In Appunti di Lettura

Inquisizioni sui Karamazov – parte XII

di Demetrio Paolin

Uno dei problemi di interpretazione che pone l’epilogo dei FK è secondo me legato a una decifrazione dell’immaginario e al suo rapporto con l’ideologia, anzi la relazione tra Ideologia e/o Immaginario è focale dei FK; è importante indagare, quindi, in tale rapporto, l’ipotesi preliminare potrebbe essere riassunta così: l’immaginario è la prassi dell’ideologia, che ne rappresenta la teoria. L’immaginario è la messa in moto, in azione, in mimesi, in pagina di ciò che l’autore pensa. 

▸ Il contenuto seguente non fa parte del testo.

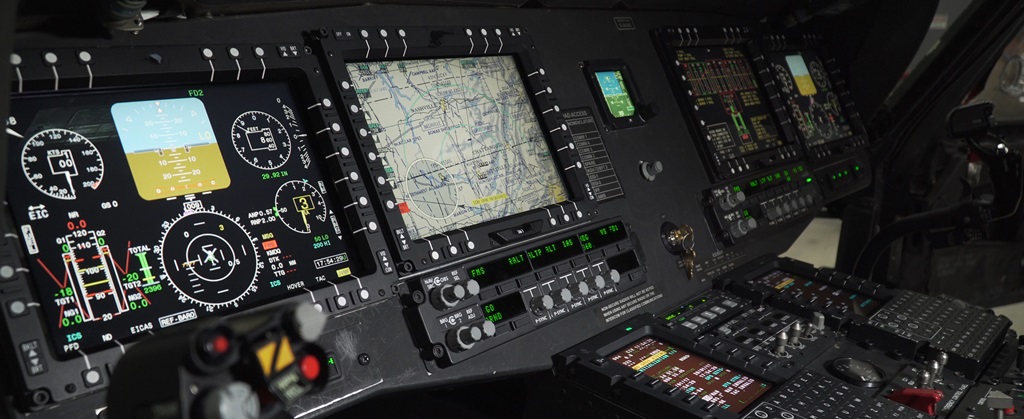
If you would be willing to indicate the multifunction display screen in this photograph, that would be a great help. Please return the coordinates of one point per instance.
(729, 389)
(809, 97)
(814, 293)
(616, 95)
(732, 111)
(142, 209)
(459, 139)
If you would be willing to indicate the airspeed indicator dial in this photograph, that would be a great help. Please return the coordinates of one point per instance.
(209, 259)
(60, 162)
(299, 206)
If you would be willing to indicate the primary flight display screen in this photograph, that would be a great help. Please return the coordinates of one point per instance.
(732, 111)
(815, 293)
(459, 140)
(809, 96)
(142, 209)
(729, 389)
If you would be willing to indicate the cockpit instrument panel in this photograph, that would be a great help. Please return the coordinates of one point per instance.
(734, 115)
(465, 147)
(142, 209)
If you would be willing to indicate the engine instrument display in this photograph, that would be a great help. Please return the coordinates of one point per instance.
(459, 139)
(815, 293)
(729, 389)
(142, 209)
(731, 109)
(809, 97)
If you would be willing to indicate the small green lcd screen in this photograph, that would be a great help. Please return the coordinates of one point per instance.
(616, 96)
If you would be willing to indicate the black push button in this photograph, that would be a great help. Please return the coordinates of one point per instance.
(516, 234)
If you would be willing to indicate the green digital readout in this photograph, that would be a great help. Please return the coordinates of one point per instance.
(554, 252)
(616, 96)
(602, 236)
(500, 269)
(504, 308)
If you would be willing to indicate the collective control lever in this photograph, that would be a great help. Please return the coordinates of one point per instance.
(817, 322)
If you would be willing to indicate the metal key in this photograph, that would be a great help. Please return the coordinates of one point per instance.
(687, 257)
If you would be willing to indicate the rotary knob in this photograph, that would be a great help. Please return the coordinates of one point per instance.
(730, 201)
(582, 289)
(472, 288)
(615, 277)
(542, 303)
(740, 227)
(649, 170)
(464, 337)
(448, 295)
(488, 329)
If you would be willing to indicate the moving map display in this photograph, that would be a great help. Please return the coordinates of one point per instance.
(732, 112)
(143, 209)
(809, 96)
(729, 389)
(459, 139)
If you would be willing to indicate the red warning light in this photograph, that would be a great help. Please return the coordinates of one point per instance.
(221, 344)
(309, 367)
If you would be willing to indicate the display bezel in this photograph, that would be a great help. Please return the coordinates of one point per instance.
(104, 70)
(669, 40)
(591, 69)
(343, 46)
(839, 147)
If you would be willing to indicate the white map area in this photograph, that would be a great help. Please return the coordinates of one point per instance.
(459, 139)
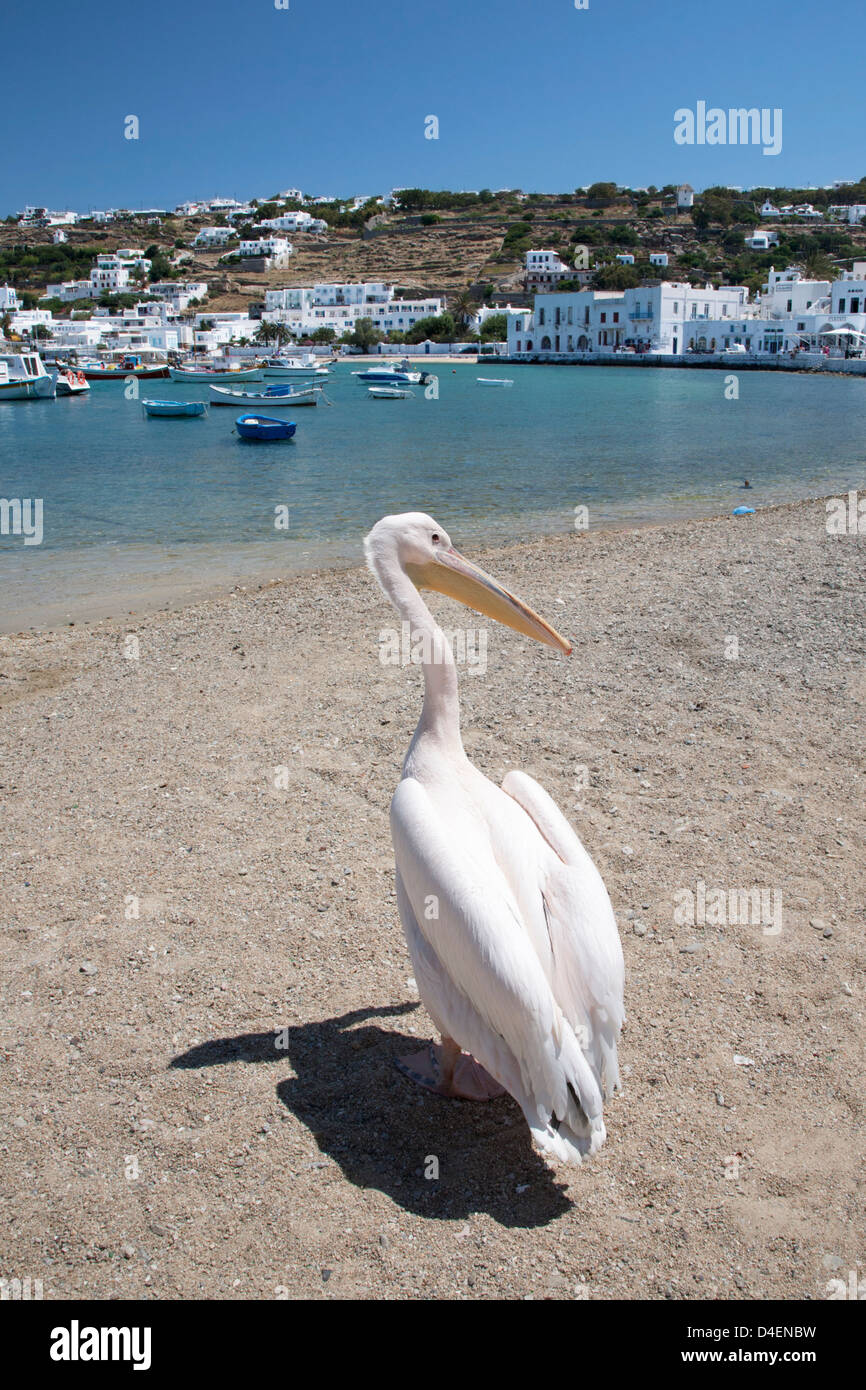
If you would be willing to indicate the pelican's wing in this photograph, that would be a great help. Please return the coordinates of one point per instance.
(587, 954)
(483, 982)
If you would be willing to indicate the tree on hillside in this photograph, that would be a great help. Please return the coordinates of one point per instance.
(463, 307)
(603, 193)
(495, 328)
(616, 277)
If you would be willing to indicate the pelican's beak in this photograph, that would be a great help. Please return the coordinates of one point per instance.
(462, 580)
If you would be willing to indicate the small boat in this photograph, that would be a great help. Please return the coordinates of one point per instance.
(264, 427)
(71, 382)
(389, 392)
(174, 407)
(273, 396)
(22, 377)
(392, 374)
(210, 374)
(132, 364)
(293, 367)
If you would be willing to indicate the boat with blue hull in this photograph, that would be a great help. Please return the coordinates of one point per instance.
(264, 428)
(174, 409)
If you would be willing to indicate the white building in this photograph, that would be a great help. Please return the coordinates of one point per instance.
(213, 236)
(338, 306)
(270, 248)
(214, 331)
(542, 268)
(648, 319)
(295, 223)
(180, 293)
(761, 241)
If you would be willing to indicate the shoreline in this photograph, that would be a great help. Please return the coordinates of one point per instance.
(188, 587)
(198, 859)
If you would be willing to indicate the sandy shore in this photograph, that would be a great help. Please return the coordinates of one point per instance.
(171, 901)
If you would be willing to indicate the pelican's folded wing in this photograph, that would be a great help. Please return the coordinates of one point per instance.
(491, 987)
(588, 973)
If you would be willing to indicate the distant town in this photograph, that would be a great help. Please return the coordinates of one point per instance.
(620, 273)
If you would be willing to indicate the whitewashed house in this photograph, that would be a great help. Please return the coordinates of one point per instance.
(213, 236)
(542, 268)
(275, 249)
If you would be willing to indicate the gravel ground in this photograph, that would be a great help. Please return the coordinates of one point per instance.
(205, 982)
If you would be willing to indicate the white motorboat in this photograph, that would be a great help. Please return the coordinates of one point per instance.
(392, 374)
(71, 382)
(288, 367)
(209, 374)
(22, 377)
(273, 396)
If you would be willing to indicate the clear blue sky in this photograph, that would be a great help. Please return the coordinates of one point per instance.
(237, 97)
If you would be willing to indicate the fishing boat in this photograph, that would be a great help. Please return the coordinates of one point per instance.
(210, 374)
(273, 396)
(71, 382)
(392, 375)
(22, 377)
(293, 367)
(128, 364)
(264, 427)
(174, 407)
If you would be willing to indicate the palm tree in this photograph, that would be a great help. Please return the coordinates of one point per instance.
(463, 307)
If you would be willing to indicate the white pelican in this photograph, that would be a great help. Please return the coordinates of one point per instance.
(509, 926)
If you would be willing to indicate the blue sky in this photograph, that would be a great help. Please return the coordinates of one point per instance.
(237, 97)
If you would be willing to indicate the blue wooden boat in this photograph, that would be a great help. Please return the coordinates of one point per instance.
(264, 427)
(174, 407)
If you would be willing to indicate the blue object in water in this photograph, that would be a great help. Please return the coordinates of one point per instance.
(264, 427)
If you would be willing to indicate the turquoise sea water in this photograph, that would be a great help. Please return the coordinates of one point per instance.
(132, 502)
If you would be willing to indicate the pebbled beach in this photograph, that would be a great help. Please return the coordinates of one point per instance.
(205, 980)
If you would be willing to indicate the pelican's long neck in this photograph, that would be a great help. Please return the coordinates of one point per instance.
(441, 710)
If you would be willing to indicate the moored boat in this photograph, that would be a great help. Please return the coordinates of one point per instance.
(71, 382)
(129, 364)
(273, 396)
(22, 377)
(389, 392)
(399, 374)
(174, 407)
(210, 374)
(264, 427)
(293, 367)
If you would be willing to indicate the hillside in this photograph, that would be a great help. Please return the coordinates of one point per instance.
(477, 245)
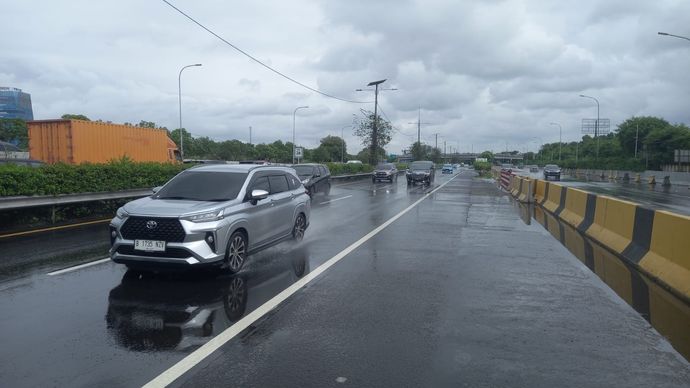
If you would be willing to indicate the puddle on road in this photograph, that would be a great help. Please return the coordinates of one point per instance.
(180, 312)
(668, 314)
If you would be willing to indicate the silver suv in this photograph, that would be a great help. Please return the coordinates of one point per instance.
(211, 215)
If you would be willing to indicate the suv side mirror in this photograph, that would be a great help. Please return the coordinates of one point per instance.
(257, 195)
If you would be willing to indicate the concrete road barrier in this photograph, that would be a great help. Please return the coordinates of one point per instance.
(540, 191)
(613, 223)
(648, 287)
(554, 198)
(668, 255)
(655, 242)
(575, 207)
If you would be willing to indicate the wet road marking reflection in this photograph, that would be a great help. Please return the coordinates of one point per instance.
(336, 199)
(187, 363)
(77, 267)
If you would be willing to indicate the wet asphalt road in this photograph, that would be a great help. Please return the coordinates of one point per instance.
(456, 291)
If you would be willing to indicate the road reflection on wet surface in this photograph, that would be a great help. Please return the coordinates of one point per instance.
(104, 325)
(150, 312)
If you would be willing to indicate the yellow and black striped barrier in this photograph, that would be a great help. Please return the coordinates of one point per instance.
(663, 307)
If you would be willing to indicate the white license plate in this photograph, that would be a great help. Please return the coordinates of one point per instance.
(144, 321)
(149, 245)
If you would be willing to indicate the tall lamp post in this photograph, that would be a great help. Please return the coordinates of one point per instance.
(374, 132)
(342, 143)
(179, 94)
(675, 36)
(293, 130)
(560, 139)
(596, 124)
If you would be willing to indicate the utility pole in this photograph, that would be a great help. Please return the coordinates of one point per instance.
(637, 134)
(436, 142)
(374, 133)
(419, 126)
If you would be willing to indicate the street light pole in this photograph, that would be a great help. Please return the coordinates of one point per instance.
(293, 130)
(560, 139)
(342, 143)
(374, 132)
(675, 36)
(596, 124)
(179, 95)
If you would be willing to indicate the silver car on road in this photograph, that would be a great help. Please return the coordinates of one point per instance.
(211, 215)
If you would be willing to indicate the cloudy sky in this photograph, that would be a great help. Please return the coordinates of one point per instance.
(486, 74)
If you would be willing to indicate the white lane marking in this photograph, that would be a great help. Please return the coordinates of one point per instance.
(336, 199)
(187, 363)
(76, 267)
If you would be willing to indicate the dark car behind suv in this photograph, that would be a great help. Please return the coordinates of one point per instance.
(553, 171)
(316, 178)
(420, 172)
(385, 172)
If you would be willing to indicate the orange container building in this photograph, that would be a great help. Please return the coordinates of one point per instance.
(78, 141)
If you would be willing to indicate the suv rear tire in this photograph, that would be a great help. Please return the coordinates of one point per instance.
(299, 227)
(236, 252)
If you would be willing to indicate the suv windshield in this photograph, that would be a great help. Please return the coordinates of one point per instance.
(203, 186)
(303, 171)
(420, 165)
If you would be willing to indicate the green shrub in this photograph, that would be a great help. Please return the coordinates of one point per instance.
(346, 169)
(482, 167)
(66, 179)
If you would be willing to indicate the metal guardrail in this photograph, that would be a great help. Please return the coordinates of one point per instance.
(10, 203)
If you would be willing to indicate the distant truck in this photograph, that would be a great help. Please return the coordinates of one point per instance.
(79, 141)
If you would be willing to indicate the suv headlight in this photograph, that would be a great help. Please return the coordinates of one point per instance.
(205, 217)
(121, 213)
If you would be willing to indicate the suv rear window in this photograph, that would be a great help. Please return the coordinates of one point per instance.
(293, 182)
(203, 186)
(278, 183)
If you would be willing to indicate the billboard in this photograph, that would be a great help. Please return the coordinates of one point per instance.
(681, 156)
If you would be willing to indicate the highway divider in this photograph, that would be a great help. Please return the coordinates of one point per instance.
(667, 313)
(655, 242)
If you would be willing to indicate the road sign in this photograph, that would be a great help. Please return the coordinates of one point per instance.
(589, 126)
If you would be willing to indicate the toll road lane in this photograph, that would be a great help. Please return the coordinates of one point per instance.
(101, 325)
(457, 291)
(45, 251)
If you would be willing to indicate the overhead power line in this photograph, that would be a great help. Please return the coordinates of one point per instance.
(391, 123)
(259, 62)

Eppure, tale definizione che potrebbe essere anche corretta non resiste alla “prova romanzo”, ovvero FK mostra tutte le diverse criticità dell’enunciato precedente. Se fosse semplicemente così, se questa equazione fosse reale – io ho una ideologia, una visione determinata del mondo, e questa produce un immaginario -, avremmo davanti un’opera chiusa, granitica, inscalfibile. Il genere che maggiormente si conforma a questa idea è, nella classicità, la tragedia; Aiace, Edipo, Medea sono eroi tragici per questo motivo: in qualche modo il loro mondo è ideologicamente definito.   Sempre osservando la classicità, anche Achille ed Ettore sono personaggi tragici, perché non solo si muovono in un mondo già rigidamente definito, ma lo riconoscono come unico e solo, e l’ideologia di questo mondo granitico è, come bene aveva messo in evidenza Weil, la forza che invera e produce l’intero immaginario del poema. Nello stesso tempo, rimanendo nell’epica, l’Odissea segna già un allontanamento della idea di tragico: nelle avventure di Ulisse non è presente una forte necessità ideologica, tanto che la domanda di senso del poema – per cosa torna Ulisse? Perché vuole tornare?  – non ha una risposta univoca, mentre ad esempio se ci chiediamo per cosa e per chi muoiono Achille ed Ettore la risposta ci sarà di certo più chiara e certa.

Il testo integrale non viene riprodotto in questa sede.